В канун старого Нового года во второй половине ночи её разбудил телефонный звонок. Мягкий мужской баритон поздравил её с наступающим праздником. «Разве нельзя было сделать это вечером, – вскинулась Ксения, – посмотрите на часы!» «Простите за беспокойство! Я не мог иначе. Я тот, с кем вы давно ищите встречи. Ждите моего следующего звонка, – незнакомец сделал короткую паузу и уточнил, – в это же самое время». На часах высвечивалась цифра два. «Час быка, – запульсировала мысль, – самый глухой период суток, по восточным верованиям, – начало движения тёмных сил природы. Случайное совпадение или сознательный намёк на обстоятельства, в которых находился этот человек?»

Несколько ночей, не досыпая, не без душевного трепета, Ксения ждала повторного звонка. Телефон прозвенел ровно через семь дней в два часа ночи: «В вашем почтовом ящике письмо. Возьмите его немедленно». Набросив халат на плечи, она сбежала на второй этаж, где теснился ряд железных почтовых ящиков. Достала письмо. Также бегом вернулась в квартиру и прямо у дверей вскрыла конверт: «В середине будущего месяца жду вас в северном селе Осикта. Спросите главу администрации. Очень прошу: никому ни слова! Записку уничтожьте». Последнее предложение послания было жирно подчёркнуто красным фломастером.

В Москве уже начался рабочий день. Ксения, не медля ни минуты, позвонила шеф-редактору.

– Срочно высылайте деньги. Еду в экспедицию.

– Уж не на поиски ли снежного человека? – пошутил шеф-редактор.

– Именно так, – Ксения задыхалась от радости. – Он дал знать о себе. Вы поняли, о ком я?

За Рысью охотились не только опера силовых структур, но и репортёры.

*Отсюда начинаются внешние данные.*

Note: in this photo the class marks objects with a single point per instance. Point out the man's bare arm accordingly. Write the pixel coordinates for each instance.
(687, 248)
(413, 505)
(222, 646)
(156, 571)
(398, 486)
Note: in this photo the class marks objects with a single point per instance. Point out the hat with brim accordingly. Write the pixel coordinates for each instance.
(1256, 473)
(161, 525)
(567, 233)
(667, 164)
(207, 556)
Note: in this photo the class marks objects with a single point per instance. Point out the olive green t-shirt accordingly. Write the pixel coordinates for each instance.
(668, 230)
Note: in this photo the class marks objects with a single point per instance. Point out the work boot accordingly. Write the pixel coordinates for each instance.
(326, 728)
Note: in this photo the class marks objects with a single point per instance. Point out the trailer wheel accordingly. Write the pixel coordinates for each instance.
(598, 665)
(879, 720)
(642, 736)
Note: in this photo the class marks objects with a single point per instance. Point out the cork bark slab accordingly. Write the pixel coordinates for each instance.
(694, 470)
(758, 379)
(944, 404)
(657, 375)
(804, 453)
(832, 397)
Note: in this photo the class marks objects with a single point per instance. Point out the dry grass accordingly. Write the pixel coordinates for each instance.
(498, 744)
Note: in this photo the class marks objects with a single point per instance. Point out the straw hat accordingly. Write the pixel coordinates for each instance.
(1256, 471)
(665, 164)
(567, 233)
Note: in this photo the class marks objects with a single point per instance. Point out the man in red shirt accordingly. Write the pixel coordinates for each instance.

– Давай, Ксеньюшка! Давай, милая! – обрадовался редактор. – Все страницы газеты станут твоими! Жду звонка! Жду материала!

Ксения предполагала, что в условиях тотального контроля за жизнью лесогорцев, слежка за журналистами была первостепенной и её телефон не мог не прослушиваться, но на миг она потеряла бдительность. Спохватившись, успокоила себя мыслью: кто догадается, о каком снежном человеке идёт речь? Она явно недооценивала провинциальный сыск.

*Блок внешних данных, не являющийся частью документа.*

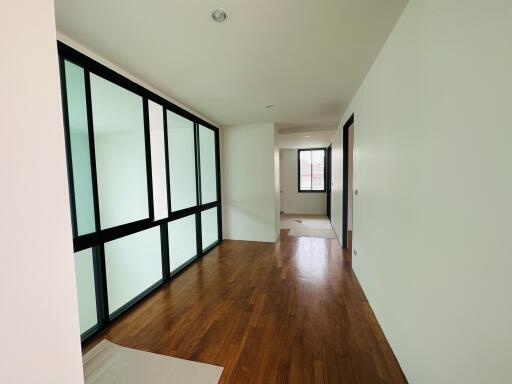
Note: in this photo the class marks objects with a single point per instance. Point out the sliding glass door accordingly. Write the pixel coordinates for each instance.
(144, 187)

До Осикты Друбач почти два часа летела на стареньком двукрылом самолётике. Он давным-давно отработал отпущенный ему конструктором Антоновым век, но снова был призван временем послужить враз скорченному от рыночной перестройки капитализма народу: воздушные реактивные гиганты прозябали на зарастающих сорняками аэродромах в ожидании топлива, смазочных масел или продажи на распил. Пилотировали «Аннушку», судя по белым головам, тоже ветераны воздушного флота. Но это не обескураживало пассажиров, напротив, старые лётчики внушали полное доверие и надёжность.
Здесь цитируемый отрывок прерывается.